И сразу Макс очень резко стал Вознесенским, и сразу Давид вдруг понял, что с эмпатией у его приятеля не очень, потому что Макс напрочь отказался понимать три красноречивых взгляда друга, которые совершенно точно поймал. Вот не хочет он отходить, и все тут. Принципиально.
Дружба дружбой, а девушку получает тот, кто первый её уболтал. Закон джунглей.
И ходит Давид, и смотрит Давид… То на Надю, то на её работы, на лица людей, в которые Соболевская вписывала то закат, то рассвет, то полнолуние…
Старик, в чье лицо вписали горный пик. И седые пряди, обрамляющие лицо – то ли волосы, то ли облака…
Что сквозит в этих странных морщинах-горных утесах? Мудрость? Старость? Поневоле стоишь и думаешь, и правда, что хотел сказать художник?
Девушка, в лице которой кипит океан. Бурная, все смывающая на своем пути страсть, запечатанная на холсте одними только мазками акрила.
Интересно, чья это страсть в картине – натурщицы? Или художницы?
О, эта мысль – удачный повод снова глянуть в сторону Соболевской.
И что за пропасть – с каких пор Давиду вообще нужны поводы, чтобы посмотреть на женщину?
И все-таки почему к Соболевской подходит столько мужчин? Что это за магия такая? Не одному Огудалову Надя кажется магнитом? И что, они все не ощущают, что Соболевская – не для них?
Для него.
Почему для него-то? Где логика?
Почему вообще Давид с самого начала выставки чувствует себя будто слегка нездоровым, если отводит взгляд от Соболевской?
Что в ней такого?
Да ничего.
Ровным счетом ничего, что могло бы свести с ума.
Волосы – простые, темно-русые, распущены свободными волнами по плечам.
Черное платье – хорошо сидит на ладной женской фигурке, но очень простое, без изысков.
Лицо – ну, лицо. Ни тебе супер-чувственных губ, ни тебе томных, с поволокой глаз.
Все симпатично и просто.
Почему же глаза так и тянутся к ней?
Ну, правда, при прочих равных Давид Огудалов не смог сходу понять, почему его взгляд раз за разом возвращается к Соболевской, почему начинает прожигать недовольством висок очередного окрыленного Надиным творчеством поклонника.

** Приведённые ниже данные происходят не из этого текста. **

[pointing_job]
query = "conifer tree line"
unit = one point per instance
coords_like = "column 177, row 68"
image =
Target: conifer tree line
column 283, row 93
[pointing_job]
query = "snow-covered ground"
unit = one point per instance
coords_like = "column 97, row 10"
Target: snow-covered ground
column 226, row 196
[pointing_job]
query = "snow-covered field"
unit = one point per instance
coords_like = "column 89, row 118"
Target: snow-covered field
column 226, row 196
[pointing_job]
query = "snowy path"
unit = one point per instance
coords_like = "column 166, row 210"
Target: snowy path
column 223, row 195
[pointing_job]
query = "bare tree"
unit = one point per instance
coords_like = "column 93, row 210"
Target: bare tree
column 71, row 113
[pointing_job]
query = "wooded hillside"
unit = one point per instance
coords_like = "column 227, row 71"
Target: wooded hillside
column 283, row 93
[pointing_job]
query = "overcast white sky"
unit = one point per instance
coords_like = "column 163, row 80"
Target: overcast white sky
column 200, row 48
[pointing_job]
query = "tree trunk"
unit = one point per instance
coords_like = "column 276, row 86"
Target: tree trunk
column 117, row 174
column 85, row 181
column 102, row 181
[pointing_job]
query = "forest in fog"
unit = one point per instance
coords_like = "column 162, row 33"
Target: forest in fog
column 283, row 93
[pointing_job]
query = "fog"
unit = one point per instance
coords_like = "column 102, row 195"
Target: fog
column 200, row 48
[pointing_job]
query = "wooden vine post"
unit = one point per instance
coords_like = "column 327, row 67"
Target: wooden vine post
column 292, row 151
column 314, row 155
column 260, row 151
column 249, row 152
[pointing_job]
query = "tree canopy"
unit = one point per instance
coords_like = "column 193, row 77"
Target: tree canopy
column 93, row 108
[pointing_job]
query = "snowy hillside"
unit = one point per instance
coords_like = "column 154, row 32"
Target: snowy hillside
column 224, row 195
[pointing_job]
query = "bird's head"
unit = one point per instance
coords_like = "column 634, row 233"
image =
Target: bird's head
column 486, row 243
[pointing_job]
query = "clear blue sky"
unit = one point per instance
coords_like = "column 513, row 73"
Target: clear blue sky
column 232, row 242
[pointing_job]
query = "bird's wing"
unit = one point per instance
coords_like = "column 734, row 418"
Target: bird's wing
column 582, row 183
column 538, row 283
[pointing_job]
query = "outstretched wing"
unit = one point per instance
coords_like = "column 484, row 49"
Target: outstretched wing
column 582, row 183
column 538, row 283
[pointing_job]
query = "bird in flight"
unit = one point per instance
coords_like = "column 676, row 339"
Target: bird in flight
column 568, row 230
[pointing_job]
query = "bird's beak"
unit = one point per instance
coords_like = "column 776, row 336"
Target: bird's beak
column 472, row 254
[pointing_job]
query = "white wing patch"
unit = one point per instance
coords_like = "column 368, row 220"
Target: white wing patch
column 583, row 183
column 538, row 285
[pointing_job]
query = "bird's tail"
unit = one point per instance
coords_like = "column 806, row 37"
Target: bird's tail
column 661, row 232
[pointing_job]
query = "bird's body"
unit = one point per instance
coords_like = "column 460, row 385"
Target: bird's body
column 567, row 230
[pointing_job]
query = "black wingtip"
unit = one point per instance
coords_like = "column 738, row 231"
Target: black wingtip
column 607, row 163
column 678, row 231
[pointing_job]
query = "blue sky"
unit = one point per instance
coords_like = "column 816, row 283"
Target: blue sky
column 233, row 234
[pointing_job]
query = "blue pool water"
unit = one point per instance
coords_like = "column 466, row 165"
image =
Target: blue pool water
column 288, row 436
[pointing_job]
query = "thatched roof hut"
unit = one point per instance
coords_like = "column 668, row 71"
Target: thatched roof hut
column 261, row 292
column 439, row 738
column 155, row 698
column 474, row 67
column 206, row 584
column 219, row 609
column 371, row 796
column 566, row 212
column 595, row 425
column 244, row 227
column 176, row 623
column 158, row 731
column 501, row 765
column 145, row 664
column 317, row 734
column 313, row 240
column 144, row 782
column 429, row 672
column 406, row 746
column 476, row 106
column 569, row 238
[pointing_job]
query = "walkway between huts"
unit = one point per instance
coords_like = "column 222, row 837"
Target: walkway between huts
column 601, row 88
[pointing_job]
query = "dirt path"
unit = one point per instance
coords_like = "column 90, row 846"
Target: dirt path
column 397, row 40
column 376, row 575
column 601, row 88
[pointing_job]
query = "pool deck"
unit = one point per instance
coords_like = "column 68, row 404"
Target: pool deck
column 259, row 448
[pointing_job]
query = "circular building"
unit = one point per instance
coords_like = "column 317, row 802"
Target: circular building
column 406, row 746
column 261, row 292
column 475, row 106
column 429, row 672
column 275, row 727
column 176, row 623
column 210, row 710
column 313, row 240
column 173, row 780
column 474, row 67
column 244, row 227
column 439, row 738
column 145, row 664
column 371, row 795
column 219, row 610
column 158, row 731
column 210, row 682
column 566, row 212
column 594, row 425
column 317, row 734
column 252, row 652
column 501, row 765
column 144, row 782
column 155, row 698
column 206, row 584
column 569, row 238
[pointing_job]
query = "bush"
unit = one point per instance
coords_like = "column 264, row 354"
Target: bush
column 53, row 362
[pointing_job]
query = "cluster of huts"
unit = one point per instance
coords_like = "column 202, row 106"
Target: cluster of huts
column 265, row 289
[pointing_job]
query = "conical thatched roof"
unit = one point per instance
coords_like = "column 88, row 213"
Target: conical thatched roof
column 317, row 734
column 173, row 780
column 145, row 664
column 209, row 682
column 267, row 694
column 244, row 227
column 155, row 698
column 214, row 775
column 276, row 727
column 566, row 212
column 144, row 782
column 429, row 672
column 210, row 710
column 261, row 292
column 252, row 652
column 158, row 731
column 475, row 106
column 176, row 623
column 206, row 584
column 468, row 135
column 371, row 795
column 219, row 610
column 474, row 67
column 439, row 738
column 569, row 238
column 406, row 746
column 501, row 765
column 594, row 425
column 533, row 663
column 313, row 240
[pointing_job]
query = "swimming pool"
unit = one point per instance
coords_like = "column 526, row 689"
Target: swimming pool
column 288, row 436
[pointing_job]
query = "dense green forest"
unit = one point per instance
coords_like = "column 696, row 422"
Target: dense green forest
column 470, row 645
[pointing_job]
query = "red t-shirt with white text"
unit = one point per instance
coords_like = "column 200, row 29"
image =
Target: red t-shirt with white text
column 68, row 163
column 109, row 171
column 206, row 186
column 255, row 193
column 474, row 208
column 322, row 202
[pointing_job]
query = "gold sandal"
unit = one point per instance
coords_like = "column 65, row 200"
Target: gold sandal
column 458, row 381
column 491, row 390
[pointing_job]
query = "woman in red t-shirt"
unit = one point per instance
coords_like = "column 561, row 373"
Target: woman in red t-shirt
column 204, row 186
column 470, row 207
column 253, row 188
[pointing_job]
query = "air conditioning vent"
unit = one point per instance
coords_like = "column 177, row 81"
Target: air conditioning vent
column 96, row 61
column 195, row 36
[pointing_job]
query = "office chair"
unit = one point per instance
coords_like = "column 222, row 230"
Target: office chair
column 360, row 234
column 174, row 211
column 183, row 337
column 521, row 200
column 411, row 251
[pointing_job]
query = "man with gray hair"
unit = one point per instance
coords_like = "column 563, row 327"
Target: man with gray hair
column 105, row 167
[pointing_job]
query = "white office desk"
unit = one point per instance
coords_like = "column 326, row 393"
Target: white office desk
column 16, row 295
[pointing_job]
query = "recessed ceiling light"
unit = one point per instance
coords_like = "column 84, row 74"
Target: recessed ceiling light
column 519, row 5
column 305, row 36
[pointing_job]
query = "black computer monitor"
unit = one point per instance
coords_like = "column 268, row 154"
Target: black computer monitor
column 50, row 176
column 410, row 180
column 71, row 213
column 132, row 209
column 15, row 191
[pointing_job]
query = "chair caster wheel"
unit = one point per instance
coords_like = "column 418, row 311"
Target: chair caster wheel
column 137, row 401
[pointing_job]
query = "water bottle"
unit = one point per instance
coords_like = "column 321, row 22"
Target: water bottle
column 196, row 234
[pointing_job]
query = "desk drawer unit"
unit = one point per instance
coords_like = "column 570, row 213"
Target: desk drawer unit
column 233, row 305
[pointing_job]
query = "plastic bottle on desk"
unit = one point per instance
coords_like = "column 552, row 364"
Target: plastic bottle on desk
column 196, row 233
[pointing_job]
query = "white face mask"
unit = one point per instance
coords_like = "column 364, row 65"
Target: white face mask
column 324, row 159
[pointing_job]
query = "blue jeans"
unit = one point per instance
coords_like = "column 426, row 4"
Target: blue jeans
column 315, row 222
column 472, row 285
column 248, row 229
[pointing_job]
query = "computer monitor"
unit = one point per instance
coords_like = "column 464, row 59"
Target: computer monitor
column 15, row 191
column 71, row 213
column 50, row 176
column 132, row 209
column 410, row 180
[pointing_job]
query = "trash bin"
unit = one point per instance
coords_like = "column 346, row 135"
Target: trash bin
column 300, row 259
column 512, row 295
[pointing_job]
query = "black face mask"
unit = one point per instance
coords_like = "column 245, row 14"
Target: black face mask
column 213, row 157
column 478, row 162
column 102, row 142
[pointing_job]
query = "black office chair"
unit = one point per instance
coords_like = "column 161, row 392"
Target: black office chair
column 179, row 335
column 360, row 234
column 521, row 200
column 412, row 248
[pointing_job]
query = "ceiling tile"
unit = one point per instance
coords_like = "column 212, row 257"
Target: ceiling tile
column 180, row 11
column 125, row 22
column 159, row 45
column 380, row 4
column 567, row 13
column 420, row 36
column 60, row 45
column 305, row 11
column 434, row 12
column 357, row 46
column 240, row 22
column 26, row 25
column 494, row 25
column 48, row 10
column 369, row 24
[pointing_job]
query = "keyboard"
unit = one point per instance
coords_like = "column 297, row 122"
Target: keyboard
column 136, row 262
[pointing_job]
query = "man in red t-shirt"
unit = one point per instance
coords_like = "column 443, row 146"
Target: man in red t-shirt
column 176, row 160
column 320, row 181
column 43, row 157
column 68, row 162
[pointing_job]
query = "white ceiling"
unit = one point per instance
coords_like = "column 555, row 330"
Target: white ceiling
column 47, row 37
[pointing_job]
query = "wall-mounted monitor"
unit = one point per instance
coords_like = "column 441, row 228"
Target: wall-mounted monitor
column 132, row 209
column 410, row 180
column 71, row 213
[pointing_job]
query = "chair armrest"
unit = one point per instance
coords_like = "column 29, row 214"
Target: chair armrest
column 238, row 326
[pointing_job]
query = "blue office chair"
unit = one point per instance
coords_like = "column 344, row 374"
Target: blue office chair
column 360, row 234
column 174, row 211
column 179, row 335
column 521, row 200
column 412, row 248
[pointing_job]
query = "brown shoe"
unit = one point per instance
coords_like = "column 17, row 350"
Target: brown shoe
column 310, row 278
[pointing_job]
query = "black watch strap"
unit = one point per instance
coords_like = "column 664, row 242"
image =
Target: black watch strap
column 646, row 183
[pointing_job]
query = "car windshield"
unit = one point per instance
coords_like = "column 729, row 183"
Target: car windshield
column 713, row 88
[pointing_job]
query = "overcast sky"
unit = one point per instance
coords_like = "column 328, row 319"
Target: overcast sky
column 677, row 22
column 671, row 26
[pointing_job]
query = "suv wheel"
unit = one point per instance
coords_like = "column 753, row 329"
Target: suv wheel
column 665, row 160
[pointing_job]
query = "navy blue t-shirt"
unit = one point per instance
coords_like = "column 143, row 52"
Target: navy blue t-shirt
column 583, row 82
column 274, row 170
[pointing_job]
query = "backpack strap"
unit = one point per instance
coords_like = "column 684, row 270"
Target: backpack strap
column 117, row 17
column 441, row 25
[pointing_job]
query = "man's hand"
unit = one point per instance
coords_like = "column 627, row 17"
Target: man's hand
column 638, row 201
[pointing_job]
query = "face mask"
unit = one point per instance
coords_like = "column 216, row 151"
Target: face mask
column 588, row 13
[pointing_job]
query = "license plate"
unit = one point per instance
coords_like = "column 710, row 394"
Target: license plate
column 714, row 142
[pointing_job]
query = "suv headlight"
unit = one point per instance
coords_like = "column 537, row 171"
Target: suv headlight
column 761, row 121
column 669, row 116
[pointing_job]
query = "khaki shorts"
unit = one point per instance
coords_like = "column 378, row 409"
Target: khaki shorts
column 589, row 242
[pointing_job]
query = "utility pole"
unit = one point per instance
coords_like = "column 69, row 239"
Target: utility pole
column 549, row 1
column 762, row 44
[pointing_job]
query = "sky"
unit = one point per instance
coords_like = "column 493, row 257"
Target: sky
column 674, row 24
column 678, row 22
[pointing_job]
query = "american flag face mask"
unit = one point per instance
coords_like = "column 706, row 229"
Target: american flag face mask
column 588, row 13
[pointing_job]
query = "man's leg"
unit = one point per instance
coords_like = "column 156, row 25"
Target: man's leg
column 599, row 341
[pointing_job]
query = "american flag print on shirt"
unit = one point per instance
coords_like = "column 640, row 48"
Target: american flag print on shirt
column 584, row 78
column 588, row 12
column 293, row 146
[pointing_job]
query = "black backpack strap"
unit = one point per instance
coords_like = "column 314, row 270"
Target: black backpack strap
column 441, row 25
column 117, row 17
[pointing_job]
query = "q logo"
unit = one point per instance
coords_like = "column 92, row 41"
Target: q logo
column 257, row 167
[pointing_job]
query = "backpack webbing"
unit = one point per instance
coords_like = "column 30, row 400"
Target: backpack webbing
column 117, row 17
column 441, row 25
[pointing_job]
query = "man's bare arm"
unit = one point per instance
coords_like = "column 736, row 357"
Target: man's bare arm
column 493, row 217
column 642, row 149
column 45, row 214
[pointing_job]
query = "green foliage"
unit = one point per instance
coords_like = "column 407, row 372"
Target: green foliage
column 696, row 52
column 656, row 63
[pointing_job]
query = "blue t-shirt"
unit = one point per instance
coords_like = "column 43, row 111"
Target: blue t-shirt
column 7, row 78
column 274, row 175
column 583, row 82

Творчеством? Точно творчеством? Почему кажется, что мужики то и дело начинают поглядывать на её грудь.
Раньше, с любой другой девушкой, Давиду было плевать, потому что, ну, красивая грудь, почему бы и не посмотреть? А сейчас – хочется выжечь чертовы наглые глазища, которые смотрят на неё с подобными желаниями.
Странное ощущение.
И палиться не хочется, потому что это какое-то наваждение. Ну, оно же должно потом ослабнуть, да? Просто с гормонами какая-то ерунда творится.
Нет, это наваждение надо было купировать, вылечить, ну невозможно же было так дальше жить. Он не может пойти и закрутить роман с первой встречной художницей, у него все-таки планы, обязательства, и… Ну нет. Тем более, что именно с Соболевской последний месяц всеми правдами и неправдами Давида пыталась познакомить мать.
Да, у матери были свои причины, и вовсе не благоустройство сыновней личной жизни её беспокоило. Такими вот нехитрыми способами Тамара Львовна бунтовала против Моники, против планов Давида на переезд в Америку, которые он уже начал претворять в жизнь.
Поэтому совсем зашкаливающим стало количество красивых девиц, то и дело захаживающих в гости “на ужин”, когда Давид заезжал к матери, или которым надо было срочно показать город, и “милый, ну это дочка моего лучшего друга, неудобно с экскурсоводом, покатай её сам”.
Катал. По-разному катал, где-то на машине, где-то – на чем-то другом, если уж девочка и вправду симпатичная попадалась.
Но вопреки этому всему Давид не собирался поддаваться и оставаться в России, он уже два года готовил этот плацдарм к переезду, и уж тем более не собирался смотреть на Надежду Соболевскую как на что-то стоящее.
Ну, серьезно, что может предложить ему – дизайнеру с именем и собственным делом – простая художница, да еще и та, которую так настойчиво Давиду впаривает мать?
Ну, он же лучше знает, что ему нужно от женщины, так? И… И вот!
Стоит себе Давид Огудалов и как идиот смотрит то на картину, то на художницу, которую в другом конце выставочного зал снова терзает вопросами настырный Вознесенский. Вот не умеет Макс признавать свое поражение. Его уже отшили раза два, наверное. Ну, да, настойчивость – вот главное оружие.